His work is mainly about the lambda calculus, using a combination of tools from functional programming, logic, rewriting theory, and complexity theory. His most relevant contribution, in collaboration with Ugo Dal Lago, is that the lambda calculus can be used as a reasonable model for computational complexity.

Darja s2 modified1

Darja Fišer: The Good, the Bad and the Ugly of Language Technology Infrastructure

(Dick Oehrle Memorial Lecture)

Affiliation: Clarin Eric

Moderator: John McCrae

Thursday, 10/08 19:00-21:00, classroom PA

Advances in digitization and datafication have been transformative for linguistics and other disciplines that work with language materials. This has increased the need for research infrastructures that supports the development, documentation, archiving, dissemination, reuse and citation of language resources and tools which is prerequisite for verifiable, reproducible and ethical research. Still, the potential of research infrastructures in language technology remains undervalued and underutilised in the real world of language-based research and education. Based on the work conducted within my research group as well as through personal observations, I will address the good, the bad and the ugly aspects of adopting the research infrastructure principles that is built around the Open Science and FAIR data paradigm.

Speaker short bio:
Darja Fišer is Executive Director of CLARIN. She has a background in corpus linguistics and language resource creation.

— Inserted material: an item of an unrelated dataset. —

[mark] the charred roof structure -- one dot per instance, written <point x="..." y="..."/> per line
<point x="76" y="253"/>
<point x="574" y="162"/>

She has been Associate Professor at the Faculty of Arts, University of Ljubljana, since 2019, Senior Research Fellow at the Institute of Contemporary History since 2021, and is leading the new national research programme for Digital Humanities in Slovenia. She is also serving as a member of the Scientific Advisory Board of the Austrian Centre for Digital Humanities at the Austrian Academy of Sciences, the National Interdisciplinary Research E-Infrastructure for Bulgarian Language and Cultural Heritage Resources and Technologies, and the Czech National Corpus research infrastructure of the Institute of the Czech National Corpus at Charles University.